Who's appearing at the Aldeburgh Literary Festival? See the line-up here
PUBLISHED: 14:30 04 January 2020 | UPDATED: 23:05 05 January 2020
We can't buy tickets online, by email or over the phone, but this annual seaside weekend for book-lovers is thriving
You'd think a literary festival that each year experiences "horrendous oversubscription" might expand. More events, perhaps. A bigger venue, certainly. But no. There's something endearingly quirky about this long weekend at the seaside. No gimmicks: just interesting people talking and interested listeners lapping it up.
John and Mary James, who run The Aldeburgh Bookshop, started the festival in 2002. Aldeburgh has welcomed two Nobel Prize winners, a couple of Chancellors of the Exchequer, and a Pulitzer Prize recipient. So why change a winning formula?
"The intimate atmosphere makes it very special," the Jameses write on their website. Theirs is "a completely independent festival, without sponsorship or grants, which is the way we wish it to be".
How do we get tickets? Ah. Their "least worst system for our particular problem" - oversubscription - is to accept completed booking forms delivered to the bookshop in person or by post.
Forms and brochures have been dropping through letterboxes after being posted in a batch to the nearly-3,000 people on the mailing list.

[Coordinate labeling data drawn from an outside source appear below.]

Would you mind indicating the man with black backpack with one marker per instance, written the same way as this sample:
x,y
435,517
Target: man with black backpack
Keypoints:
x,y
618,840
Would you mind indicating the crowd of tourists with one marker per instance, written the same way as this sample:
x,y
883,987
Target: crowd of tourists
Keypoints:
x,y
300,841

It works on a first-come, first-served basis, with forms date-stamped in the order they are received at the shop.
We can't ring or email? No. "We have neither the staff nor the e-commerce resources to set up a telephone or website system for an event that only takes place once a year."

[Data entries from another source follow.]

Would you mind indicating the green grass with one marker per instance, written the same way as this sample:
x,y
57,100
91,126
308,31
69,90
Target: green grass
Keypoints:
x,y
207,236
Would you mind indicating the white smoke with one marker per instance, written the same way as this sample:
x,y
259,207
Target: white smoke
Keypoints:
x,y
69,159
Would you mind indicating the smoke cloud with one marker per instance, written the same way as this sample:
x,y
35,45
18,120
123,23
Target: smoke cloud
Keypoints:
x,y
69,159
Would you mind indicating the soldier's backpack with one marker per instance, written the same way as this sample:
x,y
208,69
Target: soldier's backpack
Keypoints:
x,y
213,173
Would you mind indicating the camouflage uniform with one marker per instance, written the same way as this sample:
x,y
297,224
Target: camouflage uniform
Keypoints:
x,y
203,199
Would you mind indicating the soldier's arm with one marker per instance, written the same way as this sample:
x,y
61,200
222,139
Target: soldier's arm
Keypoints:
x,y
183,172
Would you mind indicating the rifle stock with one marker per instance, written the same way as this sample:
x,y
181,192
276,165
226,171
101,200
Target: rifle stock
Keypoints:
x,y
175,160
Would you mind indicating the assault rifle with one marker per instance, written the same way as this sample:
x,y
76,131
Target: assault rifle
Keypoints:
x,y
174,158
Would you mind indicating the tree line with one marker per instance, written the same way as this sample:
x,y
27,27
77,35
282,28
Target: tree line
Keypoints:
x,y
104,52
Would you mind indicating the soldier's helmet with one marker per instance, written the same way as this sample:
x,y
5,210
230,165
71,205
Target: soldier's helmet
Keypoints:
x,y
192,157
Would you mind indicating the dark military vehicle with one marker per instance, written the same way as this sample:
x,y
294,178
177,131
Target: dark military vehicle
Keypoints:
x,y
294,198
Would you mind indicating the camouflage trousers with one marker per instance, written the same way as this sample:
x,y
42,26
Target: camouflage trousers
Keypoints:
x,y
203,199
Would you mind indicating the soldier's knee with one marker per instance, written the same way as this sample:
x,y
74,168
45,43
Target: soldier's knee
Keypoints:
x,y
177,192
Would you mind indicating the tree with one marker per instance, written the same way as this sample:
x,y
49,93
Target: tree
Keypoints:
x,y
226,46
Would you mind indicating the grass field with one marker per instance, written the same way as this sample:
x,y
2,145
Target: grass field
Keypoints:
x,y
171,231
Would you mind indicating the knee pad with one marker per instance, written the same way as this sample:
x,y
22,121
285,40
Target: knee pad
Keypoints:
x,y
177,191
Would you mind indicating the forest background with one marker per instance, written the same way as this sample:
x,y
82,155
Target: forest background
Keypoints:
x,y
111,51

Mary and John explain: "By taking only physical forms we are giving the advantage to local Aldeburgh and Suffolk residents. These are the people whom we hope are our regular customers and who support the bookshop throughout the year."
Yeah, but… some of the more popular events sell out within hours and Aldeburgh's Jubilee Hall seats only 235. Is there any point applying?
"As soon as one event sells out, the rumours fly that it is all sold out. This is rarely the case in the first week of booking. Not everything sells out, and we encourage you to be adventurous and try the lesser known names…
"We do hate having to disappoint people, but we are often oversubscribed so it is inevitable that some people will not get tickets.
"If you don't get tickets one year, then do try again. Or move to Aldeburgh."
The festival runs from Thursday, March 5, 2020 to Sunday the 8th. Details here.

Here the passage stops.